Medya ve Hukuk Çalışmaları Derneği (MLSA), 2024-2025 adli yılı Gazetecilik ve İfade Özgürlüğü Dava İzleme Raporu’nu açıkladı.

Taksim’de düzenlenen bir panelde duyurulan rapor, davaların genel görünümü ile gazeteciler ve aktivistlere yönelik yargılamalara dair kapsamlı veriler içeriyor.

Tamamı MLSA’nın internet sitesinden okunabilecek MLSA Dava İzleme Raporu lansmanı, gazeteciler Diren Yurtsever ve Ercüment Akdeniz ile belgesel sinemacı Koray Kesik’in konuşmacı olduğu panele de ev sahipliği yaptı.

Gazeteciler ve sinemacılar yaşadıkları dava süreçlerinde cezaevlerindeki deneyimlerine, sahada gördükleri baskılardan medya üzerindeki yargı sopasına kadar geniş yelpazede perspektiflerini de paylaştı.

Hepsinin hemfikir olduğu öne çıkan nokta, kişi ayırt etmeksizin yargı baskısına maruz kalan tüm gazetecilerin ve ifade özgürlüğünün kamuoyunun en geniş kesimlerince ve sivil toplumca sahiplenilmesine dönük ihtiyaç oldu.

Fotoğraflar: Erdoğan Alayumat

Kimler yargılandı?

1 Eylül 2024 – 31 Ağustos 2025 tarihleri arasında MLSA’nın takip ettiği 275 dava kapsamında 430 duruşma izlendi. Bu dönemde yargılanan toplam 1686 kişi, belirgin biçimde aktivistler, gazeteciler ve öğrenciler olarak üç ana grupta toplandı.

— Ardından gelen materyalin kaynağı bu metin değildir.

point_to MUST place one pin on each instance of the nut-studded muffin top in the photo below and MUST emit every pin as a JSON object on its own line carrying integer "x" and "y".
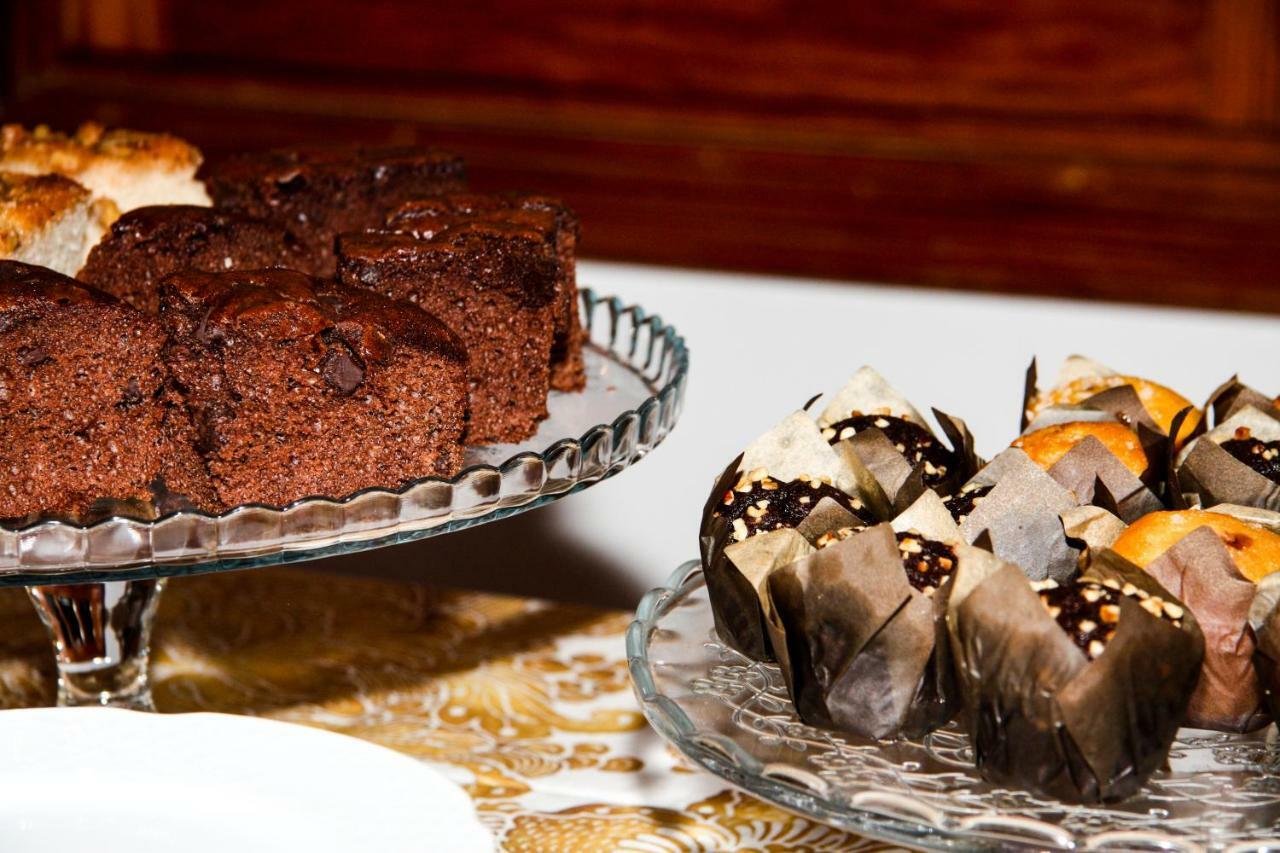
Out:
{"x": 1089, "y": 611}
{"x": 1261, "y": 456}
{"x": 759, "y": 503}
{"x": 964, "y": 501}
{"x": 927, "y": 562}
{"x": 912, "y": 441}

Yüzde 51.2 oranıyla en sık yargılanan grup olan aktivistler, çoğunlukla barışçıl eylem ve gösterilere katıldıkları ya da toplumsal olaylara dair görüş bildirdikleri için yargı karşısına çıktı.

Yüzde 18.1 oranıyla ile ikinci sırada gazeteciler yer aldı. Bu davalarda haber içerikleri, sosyal medya paylaşımları, röportajlar veya eleştirel yorumlar sıklıkla suç unsuru olarak değerlendirildi.

MLSA raporuna göre yargı makamları gazetecileri ‘terörle ilişkilendirmeyi’ sürdürdü. İzlenen davaların yüzde 52’si Terörle Mücadele Kanunu (TMK) kapsamındaydı.

Davaların yarısından fazlasında beraat

MLSA’nın izlediği davaların çoğunun arkasında travmatik gözaltı deneyimleri, ev baskınları, kamuoyunda yürütülen karalama kampanyaları ve itibarsızlaştırma süreçleri bulunuyor.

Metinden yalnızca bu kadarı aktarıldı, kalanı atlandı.